Но тут вы меня останавливаете. Вы говорите, что на этот раз вам и
ненадобно точных сведений, что занужду вы найдете их в гиде Рейхарда, а что,
напротив, было бы вовсе недурно, если б и каждый путешественник гонялся не
столько за абсолютной верностыо (которой достичь он почти всегда не в
силах), сколько за искренностью; не боялся бы иногда не скрыть иного личного
своего впечатления или приключения, хотя бы оно и не доставляло ему большой
славы, и не справлялся бы с известными авторитетами, чтоб проверять свои
выводы. Одним словом, что вам надобны только собственные, но искренние мои
наблюдения.
- А! - восклицаю я, - так вам надобно простой болтовни, легких очерков,
личных впечатлений, схваченных на лету. На это согласен и тотчас же
справлюсь с записной моей книжкой. И простодушным быть постараюсь, насколько
могу. Прошу только помнить, что, может быть, очень многое, что я вам напишу
теперь, будет с ошибками. Невозможно ведь ошибиться, например, в таких
фактах, что в Париже есть Нотр-Дам и БальМабиль. Особенно последний факт до
того засвидетельствован всеми русскими, писавшими о Париже, что в нем уже
почти нельзя сомневаться. В этом-то, может, и я не ошибусь, а, впрочем, в
строгом смысле и за это не ручаюсь. Ведь говорят же вот, что быть в Риме и
не видать собора Петра невозможно. Ну так посудите же: я был в Лондоне, а
ведь не видал же Павла. Право, не видал. Собора св. Павла не видал. Оно
конечно, между Петром и Павлом есть разница, но все-таки как-то неприлично
для путешественника. Вот вам и первое приключение мое, не доставляющее мне
большой славы (то есть я, пожалуй, и видел издали, сажен за двести, да
торопился в Пентонвиль, махнул рукой и проехал мимо). Но к делу, к делу! И
знаете ли: ведь я не все только ездил и смотрел с птичьего полета (с
птичьего полета не значит свысока. Это архитектурный термин, вы знаете). Я
целый месяц без восьми дней, употребленных в Лондоне, в Париже прожил. Ну
вот я вам и напишу что-нибудь по поводу Парижа, потому что его все-таки
лучше разглядел, чем собор св. Павла или дрезденских дам.
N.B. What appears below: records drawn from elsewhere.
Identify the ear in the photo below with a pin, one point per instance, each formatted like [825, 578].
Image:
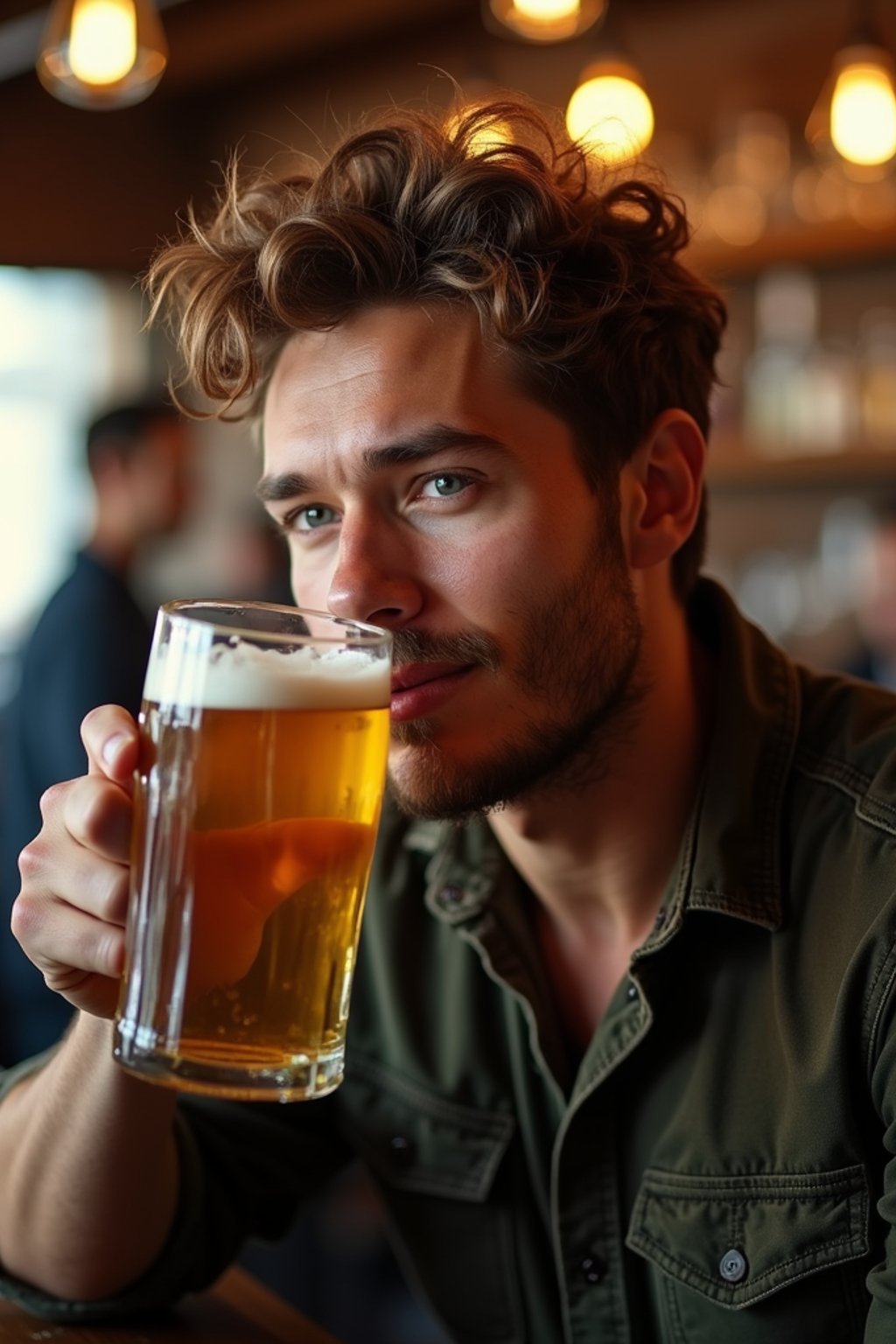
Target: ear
[662, 488]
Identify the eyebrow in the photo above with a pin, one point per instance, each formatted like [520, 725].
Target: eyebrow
[437, 438]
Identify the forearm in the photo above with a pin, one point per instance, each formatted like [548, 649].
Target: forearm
[88, 1171]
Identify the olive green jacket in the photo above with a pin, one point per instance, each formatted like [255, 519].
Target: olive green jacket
[719, 1167]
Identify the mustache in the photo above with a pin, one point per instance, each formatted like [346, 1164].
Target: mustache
[465, 647]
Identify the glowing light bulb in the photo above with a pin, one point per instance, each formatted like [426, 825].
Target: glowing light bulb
[544, 20]
[547, 11]
[863, 113]
[610, 113]
[103, 40]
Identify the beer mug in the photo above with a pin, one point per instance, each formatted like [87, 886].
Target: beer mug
[262, 762]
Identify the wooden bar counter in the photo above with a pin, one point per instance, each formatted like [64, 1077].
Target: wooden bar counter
[236, 1311]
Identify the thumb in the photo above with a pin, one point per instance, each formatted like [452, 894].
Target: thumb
[112, 744]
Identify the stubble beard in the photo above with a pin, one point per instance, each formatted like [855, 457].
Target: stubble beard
[579, 668]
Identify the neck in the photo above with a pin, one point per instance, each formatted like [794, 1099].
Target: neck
[110, 543]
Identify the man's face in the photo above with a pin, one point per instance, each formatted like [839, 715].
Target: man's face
[419, 489]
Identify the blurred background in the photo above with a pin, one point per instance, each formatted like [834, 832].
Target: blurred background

Ну, начинаю.
"Рассудка француз не имеет, да и иметь его почел бы за величайшее для
себя несчастье". Эту фразу написал еще в прошлом столетии Фонвизин, и, боже
мой, как, должно быть, весело она у него написалась. Бьюсь об заклад, что у
него щекотало от удовольствия на сердце, когда он ее сочинял. И кто знает,
может, и все-то мы после Фонвизина, три-четыре поколенья сряду, читали ее не
без некоторого наслаждения. Все подобные, отделывающие иностранцев фразы,
даже если и теперь встречаются, заключают для нас, русских, что-то
неотразимо приятное. Разумеется, только в глубокой тайне, даже подчас от
самих себя в тайне. Тут слышится какое-то мщение за что-то прошедшее и
нехорошее. Пожалуй, это чувство и нехорошее, но я как-то убежден, что оно
существует чуть не в каждом из нас. Мы, разумеется, бранимся, если нас в
этом подозревают, и при этом вовсе не притворяемся, а между тем, я думаю,
сам Белинский был в этом смысле тайный славянофил. Помню я тогда, лет
пятнадцать назад, когда я знал Белинского, помню, с каким благоговением,
доходившим даже до странности, весь этот тогдашний кружок склонялся перед
Западом, то есть перед Францией преимущественно. Тогда в моде была Франция -
это было в сорок шестом году. И не то что, например, обожались такие имена,
как Жорж Занд, Прудон и проч., или уважались такие, как Луи Блан,
Ледрю-Роллен и т. д. Нет, а так просто, сморчки какие-нибудь, самые мизерные
фамильишки, которые тотчас же и сбрендили, когда до них дошло потом дело, и
те были на высоком счету. И от тех ожидалось что-то великое в предстоящем
служении человечеству. О некоторых из них говорилось с особенным шепотом
благоговения... И что же? В жизнь мою я не встречал более страстно русского
человека, каким был Белинский, хотя до него только разве один Чаадаев так
смело, а подчас и слепо, как он, негодовал на многое наше родное и,
по-видимому, презирал все русское. Я по некоторым данным это все теперь
соображаю и припоминаю. Так вот, кто знает, может быть, это словцо Фонвизина
даже и Белинскому подчас казалось не очень скандальным. Бывают же минуты,
когда даже самая благообразная и даже законная опека не очень-то нравится.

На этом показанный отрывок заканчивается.